The experience of LGBTQ+ people under Nazism can be diminished in historical narratives. While the vast majority of victims were Jews, many minority groups, such as Roma, Jehovah's Witnesses, people with disabilities and LGBTQ+ people, were persecuted. Even as a queer Jewish person, I didn’t learn about the experiences of these groups until much later in my Holocaust education. Public memory is not a zero-sum game. To remember LGBTQ+ peoples experience in the Holocaust is to not to detract from the importance of Jewish memory, or any other affected group.
In Germany, even before the war, a law called Paragraph 175 criminalised homosexuality. Despite this, cities like Berlin had well-established queer scenes. When Hitler rose to power, he painted homosexuality as a threat to the continuation of the Aryan race, banning all gay and lesbian organisations and beginning the strict enforcement of Paragraph 175. While Paragraph 175 only outlawed homosexuality for men, other queer people suffered greatly during the Holocaust. Many endured abuse, the destruction of their communities and some faced imprisonment.
In the same way that Jewish prisoners were made to wear yellow stars, gay male inmates were labelled with upside-down pink triangles to identify them. Many were castrated and subjected to inhumane experiments. Their death rate is thought to have been higher than any other prisoner groups.
The exact numbers are not known, but it’s thought that around 100,000 gay and bisexual men were arrested between 1933 and 1945 and somewhere between 5,000 and 15,000 men were taken to concentration camps. These are just the inmates who were specifically recorded as being incarcerated for their sexuality. Undoubtedly, there were more members of the LGBTQ+ community incarcerated in camps, but without their sexuality or gender identity having been recorded as the reason, we’ll never know the accurate number. It’s more likely these people were labelled as political prisoners or ‘asocial’. For this reason, along with poor record keeping and a lack of research funding, the knowledge around the experience and treatment of other queer groups is relatively unknown.
At the end of the war, liberation for gay survivors was only partial. They re-entered a society where their sexuality was still criminalised. Some were even re-arrested under Paragraph 175 and made to serve further sentences. Unsurprisingly, few survivors felt safe enough to come forward and recount the horrors they experienced. Paragraph 175 remained in law in West Germany until 1994.
Queer victims of the Holocaust have faced double erasure—first from participating in society and subsequently from the narrative of Holocaust memory. Their high death rates in the camps, the enduring climate of homophobia that supressed their stories and a lack of research funding has threatened to erase the queer experience of the Holocaust.
Public memory is constructed. Its narrative is shaped and designed by acts of remembering: writing books, erecting monuments, conversations. The memory of queer people during the Holocaust has already been put under irreparable strain, asserting the importance of acts of remembrance in their name.

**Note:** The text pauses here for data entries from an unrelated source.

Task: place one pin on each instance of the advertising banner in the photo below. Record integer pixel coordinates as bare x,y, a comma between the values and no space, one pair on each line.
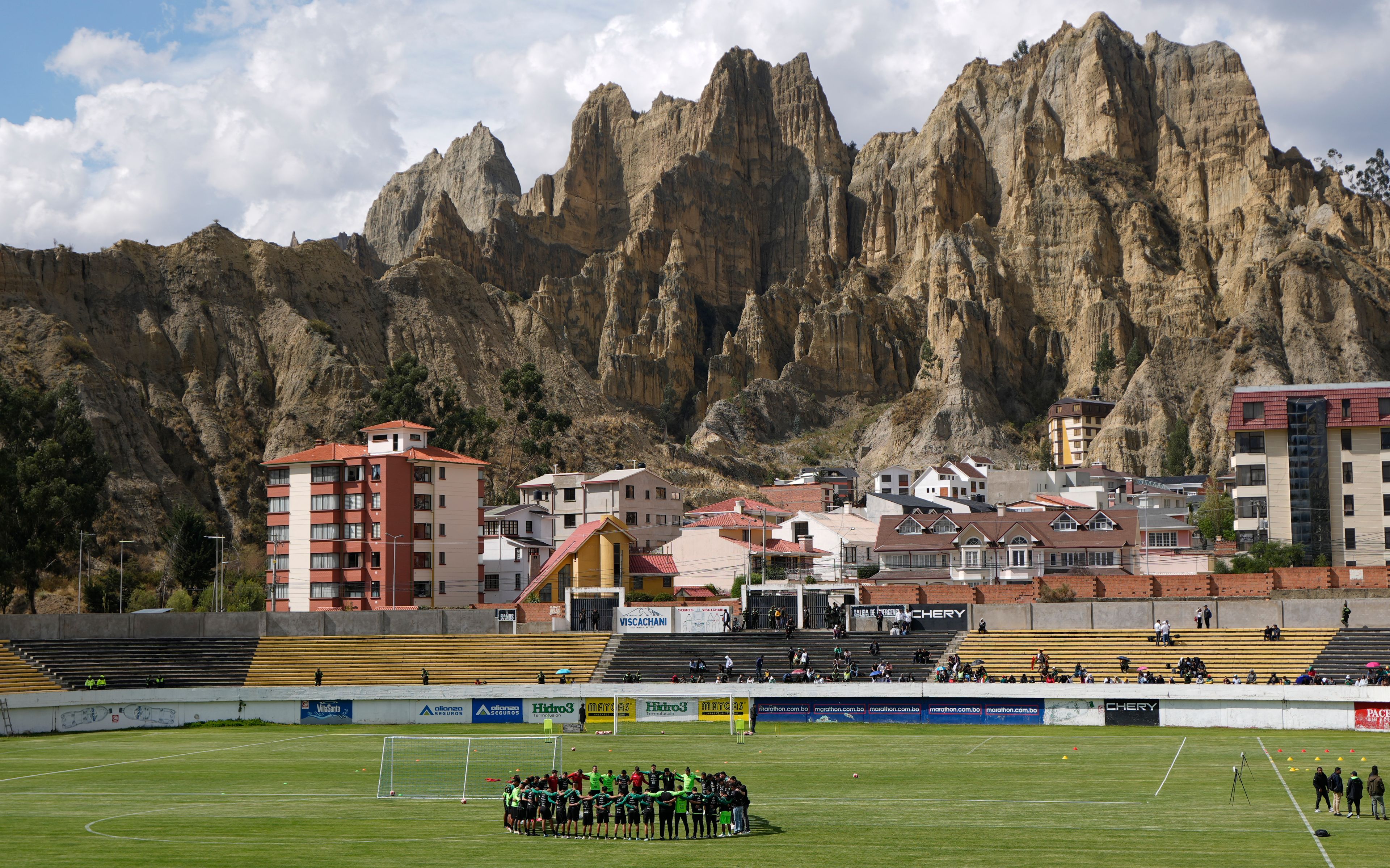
701,620
940,618
643,620
497,711
326,711
561,711
1132,713
1374,716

The first German memorial dedicated to the homosexual victims of the Holocaust was the Frankfurt Angel, in 1994: a cast of a Gothic angel, with its head severed and reattached slightly askew. The inscription reads:
“Homosexual men and women were persecuted and murdered in Nazi Germany. The crimes were denied, the dead concealed, the survivors scorned and prosecuted. We remember this, in the awareness that men who love men and women who love women still face persecution.”
The tragic intersection of hate and persecution did not end with the Nazi regime. Today both antisemitic and homophobic hate crimes are on the rise. It is more critical than ever to remember all the victims of Hitler’s fascism and stand against all forms of racism and discrimination.